Microbial α-L-Rhamnosidases of Glycosyl Hydrolase Families GH78 and GH106 Have Broad Substrate Specificities toward α-L-Rhamnosyl- and α-L-Mannosyl-Linkages

Feunai Agape Papalii Tautau; Minoru Izumi; Emiko Matsunaga; Yujiro Higuchi; Kaoru Takegawa

doi:10.5458/jag.jag.JAG-2020_0005

Abstract

α-L-Rhamnosidases (α-L-Rha-ases, EC 3.2.1.40) are glycosyl hydrolases (GHs) that hydrolyze a terminal α-linked L-rhamnose residue from a wide spectrum of substrates such as heteropolysaccharides, glycosylated proteins, and natural flavonoids. As a result, they are considered catalysts of interest for various biotechnological applications. α-L-rhamnose (6-deoxy-L-mannose) is structurally similar to the rare sugar α-L-mannose. Here we have examined whether microbial α-L-Rha-ases possess α-L-mannosidase activity by synthesizing the substrate 4-nitrophenyl α-L-mannopyranoside. Four α-L-Rha-ases from GH78 and GH106 families were expressed and purified from Escherichia coli cells. All four enzymes exhibited both α-L-rhamnosyl-hydrolyzing activity and weak α-L-mannosyl-hydrolyzing activity. SpRhaM, a GH106 family α-L-Rha-ase from Sphingomonas paucimobilis FP2001, was found to have relatively higher α-L-mannosidase activity as compared with three GH78 α-L-Rha-ases. The α-L-mannosidase activity of SpRhaM showed pH dependence, with highest activity observed at pH 7.0. In summary, we have shown that α-L-Rha-ases also have α-L-mannosidase activity.
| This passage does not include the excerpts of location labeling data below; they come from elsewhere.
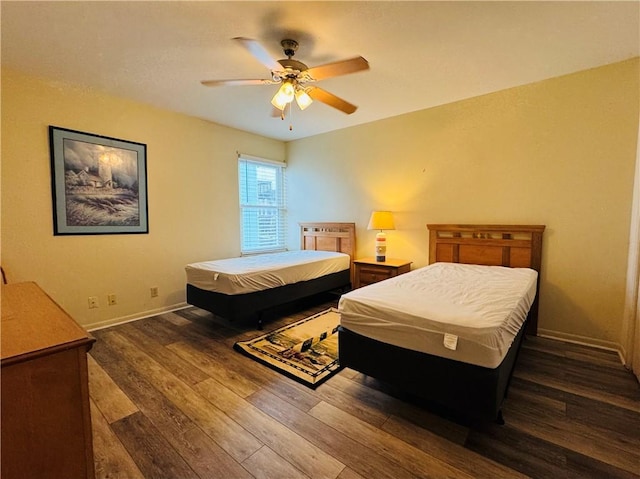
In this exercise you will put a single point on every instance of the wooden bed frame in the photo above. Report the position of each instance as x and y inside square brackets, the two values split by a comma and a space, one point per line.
[339, 237]
[465, 390]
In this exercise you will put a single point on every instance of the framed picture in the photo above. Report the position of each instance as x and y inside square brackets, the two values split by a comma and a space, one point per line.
[99, 184]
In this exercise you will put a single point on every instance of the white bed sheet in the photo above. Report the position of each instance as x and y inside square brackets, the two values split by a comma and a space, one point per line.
[468, 313]
[248, 274]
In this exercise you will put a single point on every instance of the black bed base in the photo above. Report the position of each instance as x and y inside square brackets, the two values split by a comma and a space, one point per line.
[464, 390]
[243, 306]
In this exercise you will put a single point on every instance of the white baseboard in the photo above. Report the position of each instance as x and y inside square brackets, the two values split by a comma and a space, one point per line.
[134, 317]
[582, 340]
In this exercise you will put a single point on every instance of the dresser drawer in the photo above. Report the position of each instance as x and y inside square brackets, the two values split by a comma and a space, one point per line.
[369, 271]
[373, 275]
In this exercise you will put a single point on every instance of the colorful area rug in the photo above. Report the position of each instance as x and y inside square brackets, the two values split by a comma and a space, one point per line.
[306, 351]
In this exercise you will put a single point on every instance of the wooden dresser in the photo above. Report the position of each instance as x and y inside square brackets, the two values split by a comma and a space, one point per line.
[46, 421]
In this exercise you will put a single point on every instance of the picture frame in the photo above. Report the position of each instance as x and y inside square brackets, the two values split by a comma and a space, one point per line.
[99, 184]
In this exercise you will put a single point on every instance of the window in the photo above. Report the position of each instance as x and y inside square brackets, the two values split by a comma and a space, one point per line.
[262, 205]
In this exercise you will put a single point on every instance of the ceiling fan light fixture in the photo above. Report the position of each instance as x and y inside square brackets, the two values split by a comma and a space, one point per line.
[284, 95]
[302, 98]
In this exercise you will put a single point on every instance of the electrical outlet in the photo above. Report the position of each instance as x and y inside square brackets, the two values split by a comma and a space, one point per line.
[93, 302]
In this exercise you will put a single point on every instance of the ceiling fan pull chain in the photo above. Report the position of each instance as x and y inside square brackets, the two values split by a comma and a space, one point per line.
[291, 116]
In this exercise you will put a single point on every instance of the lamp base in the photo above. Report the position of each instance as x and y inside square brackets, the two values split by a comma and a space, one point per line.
[381, 247]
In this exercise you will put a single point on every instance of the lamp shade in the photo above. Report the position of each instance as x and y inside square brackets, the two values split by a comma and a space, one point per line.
[381, 220]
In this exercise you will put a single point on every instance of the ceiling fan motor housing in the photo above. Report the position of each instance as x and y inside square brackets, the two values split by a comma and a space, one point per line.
[289, 46]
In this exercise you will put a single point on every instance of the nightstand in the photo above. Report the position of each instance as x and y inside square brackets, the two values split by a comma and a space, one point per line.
[368, 270]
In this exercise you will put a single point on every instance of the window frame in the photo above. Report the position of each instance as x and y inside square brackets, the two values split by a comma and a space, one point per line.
[249, 244]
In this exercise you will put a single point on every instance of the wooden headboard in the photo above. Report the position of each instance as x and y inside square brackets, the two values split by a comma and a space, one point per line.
[340, 237]
[515, 246]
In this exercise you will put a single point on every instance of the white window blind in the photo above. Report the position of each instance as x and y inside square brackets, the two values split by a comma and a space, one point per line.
[262, 205]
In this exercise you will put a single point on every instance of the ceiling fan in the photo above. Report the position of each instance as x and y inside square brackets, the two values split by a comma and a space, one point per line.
[295, 77]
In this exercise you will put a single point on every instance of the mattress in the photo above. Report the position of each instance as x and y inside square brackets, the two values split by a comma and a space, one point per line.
[468, 313]
[248, 274]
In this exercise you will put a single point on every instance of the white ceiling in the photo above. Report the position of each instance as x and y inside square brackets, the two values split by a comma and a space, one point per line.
[421, 53]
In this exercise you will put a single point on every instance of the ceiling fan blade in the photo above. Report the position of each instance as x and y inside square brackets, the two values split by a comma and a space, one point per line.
[330, 99]
[236, 82]
[334, 69]
[259, 52]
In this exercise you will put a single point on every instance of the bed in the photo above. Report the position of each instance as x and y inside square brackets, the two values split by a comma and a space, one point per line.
[461, 369]
[281, 282]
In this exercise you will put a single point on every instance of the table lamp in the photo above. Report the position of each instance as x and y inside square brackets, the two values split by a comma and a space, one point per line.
[381, 220]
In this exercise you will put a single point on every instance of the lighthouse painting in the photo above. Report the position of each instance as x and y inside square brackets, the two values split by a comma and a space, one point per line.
[99, 184]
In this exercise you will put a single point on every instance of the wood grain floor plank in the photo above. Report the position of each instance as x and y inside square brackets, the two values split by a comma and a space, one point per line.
[215, 369]
[174, 319]
[205, 457]
[417, 461]
[458, 456]
[356, 456]
[554, 378]
[349, 474]
[164, 356]
[589, 441]
[149, 449]
[404, 406]
[572, 412]
[266, 464]
[293, 392]
[111, 459]
[305, 456]
[232, 437]
[106, 395]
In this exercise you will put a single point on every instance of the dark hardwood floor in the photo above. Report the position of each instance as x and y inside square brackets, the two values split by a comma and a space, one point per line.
[172, 399]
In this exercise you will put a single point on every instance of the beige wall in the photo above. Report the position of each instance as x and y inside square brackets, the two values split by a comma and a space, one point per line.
[192, 194]
[560, 152]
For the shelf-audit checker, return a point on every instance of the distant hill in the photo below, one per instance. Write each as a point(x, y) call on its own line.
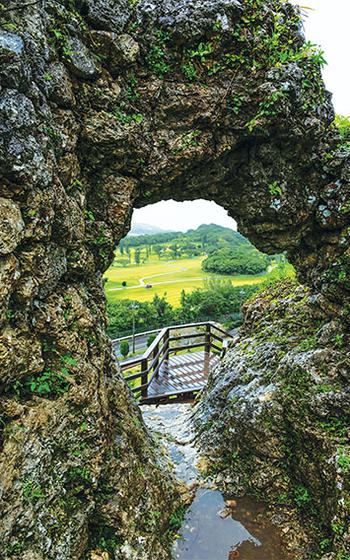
point(146, 229)
point(207, 236)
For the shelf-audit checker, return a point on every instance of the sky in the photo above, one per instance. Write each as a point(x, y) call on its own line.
point(327, 25)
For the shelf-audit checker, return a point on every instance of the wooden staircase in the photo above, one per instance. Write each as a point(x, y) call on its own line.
point(176, 365)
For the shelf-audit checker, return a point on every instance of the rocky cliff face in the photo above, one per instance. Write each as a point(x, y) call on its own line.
point(106, 105)
point(274, 419)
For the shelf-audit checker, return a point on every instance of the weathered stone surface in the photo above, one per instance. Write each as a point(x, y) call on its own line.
point(59, 86)
point(180, 100)
point(14, 70)
point(118, 50)
point(80, 61)
point(11, 226)
point(111, 15)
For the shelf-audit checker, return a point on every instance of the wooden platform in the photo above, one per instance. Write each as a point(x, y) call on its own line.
point(177, 363)
point(182, 377)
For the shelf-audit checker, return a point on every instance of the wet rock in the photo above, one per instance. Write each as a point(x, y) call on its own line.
point(265, 419)
point(20, 355)
point(159, 109)
point(58, 85)
point(9, 273)
point(190, 20)
point(117, 50)
point(11, 226)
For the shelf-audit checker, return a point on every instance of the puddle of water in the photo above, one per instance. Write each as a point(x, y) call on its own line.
point(205, 535)
point(245, 533)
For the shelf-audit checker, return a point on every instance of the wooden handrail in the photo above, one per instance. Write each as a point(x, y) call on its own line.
point(158, 352)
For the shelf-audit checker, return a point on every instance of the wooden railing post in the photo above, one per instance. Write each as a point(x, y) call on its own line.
point(144, 378)
point(207, 346)
point(166, 350)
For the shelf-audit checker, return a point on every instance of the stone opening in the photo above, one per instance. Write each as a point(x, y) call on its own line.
point(106, 106)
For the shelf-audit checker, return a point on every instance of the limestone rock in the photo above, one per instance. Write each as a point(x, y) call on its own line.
point(14, 70)
point(111, 15)
point(109, 105)
point(59, 86)
point(80, 61)
point(11, 226)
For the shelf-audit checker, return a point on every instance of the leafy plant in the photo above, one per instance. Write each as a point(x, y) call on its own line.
point(301, 496)
point(156, 57)
point(32, 490)
point(275, 189)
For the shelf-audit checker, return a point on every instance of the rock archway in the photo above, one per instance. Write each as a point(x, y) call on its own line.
point(106, 105)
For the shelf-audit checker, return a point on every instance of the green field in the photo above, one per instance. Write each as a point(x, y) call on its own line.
point(166, 277)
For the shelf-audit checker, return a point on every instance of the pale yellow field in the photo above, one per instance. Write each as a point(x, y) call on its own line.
point(166, 277)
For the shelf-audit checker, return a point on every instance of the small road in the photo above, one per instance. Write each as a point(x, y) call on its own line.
point(142, 280)
point(140, 345)
point(155, 283)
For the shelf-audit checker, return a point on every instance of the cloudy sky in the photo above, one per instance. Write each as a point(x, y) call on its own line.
point(327, 25)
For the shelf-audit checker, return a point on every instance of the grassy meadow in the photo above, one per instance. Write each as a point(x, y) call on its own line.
point(167, 277)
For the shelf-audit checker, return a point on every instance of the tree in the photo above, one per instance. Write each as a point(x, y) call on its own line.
point(137, 255)
point(157, 250)
point(124, 348)
point(150, 339)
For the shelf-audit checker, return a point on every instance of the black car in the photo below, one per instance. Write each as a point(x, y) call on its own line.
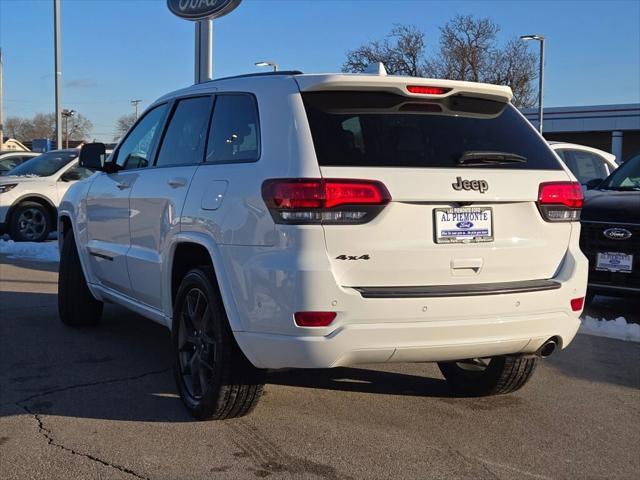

Our findings will be useful in the identification and structural determination of α-L-mannose-containing polysaccharides from natural sources for use in the pharmaceutical and food industries.

Abbreviations

α-L-Rha-ase, α-L-rhamnosidase; GH, glycoside hydrolase; pNP, para-nitrophenyl.

INTRODUCTION

α-L-Rhamnosidase (α-L-Rha-ase; 3.2.1.40) is a glycosyl hydrolase (GH) that exists in a plethora of microorganisms, animals, plants, bacteria, and fungi. α-L-Rha-ases are responsible for cleaving the terminal α-L-rhamnose from natural flavonoids, glycosylated proteins, and heteropolysaccharides, as well as the artificial substrate 4 nitrophenyl-α-L-rhamnopyranoside (pNP-α-L-Rha).¹⁾²⁾ α-L-Rha-ase is a biotechnologically important enzyme that has been used for the derhamnosylation of natural products in various application such as debittering of citrus fruit juices and enhancement of wine aromas,³⁾⁴⁾ in addition, it has been used for the synthesis of α-L-rhamnose-containing chemicals by reverse hydrolysis, suggesting an as-yet unexplored potential of α-L-Rha-ase enzymes in the chemical and pharmaceutical industry.⁵⁾

α-L-Rha-ases are classified into three different GH families (GH28, GH78, and GH106) based on sequence similarities in the Carbohydrate-Active enzyme (CAZy) database (http://www.cazy.org/).⁶⁾⁷⁾⁸⁾ α-L-Rhamnose (α-L-Rha) is a hexose that is extensively distributed in the backbone of pectin in plant cell walls,⁹⁾¹⁰⁾ bacterial heteropolysaccharides, and many natural products such as glycolipids and glycosides.¹¹⁾ Many L-hexoses are important components of biologically relevant compounds and thus play an important role in the pharmaceutical industry.¹²⁾ For example, α-L-Rha acts as a chiral intermediate in the organic synthesis of pharmaceutically important agents and plant protective agents.¹⁾

α-L-Rha (6-deoxy-L-mannose) is also structurally similar to the rare sugar α-L-mannose (Fig. 1). Rare sugars are considered to be monosaccharides that are present in limited quantities in nature. In their L-form, rare sugars have received much attention as potential starting materials for the synthesis of many active compounds in the food and pharmaceutical industries.¹²⁾¹³⁾ However, only a few studies have reported the production of rare L-form monosaccharides from microorganisms.¹⁴⁾¹⁵⁾¹⁶⁾¹⁷⁾ Furthermore, although the metabolism of rhamnose-containing glycoconjugates has been extensively studied, to our knowledge an α-L-mannosidase has not yet been reported. Therefore, it is vital to discover an exoglycosidase involved in the liberation of α-L-mannose residues from glycoconjugates.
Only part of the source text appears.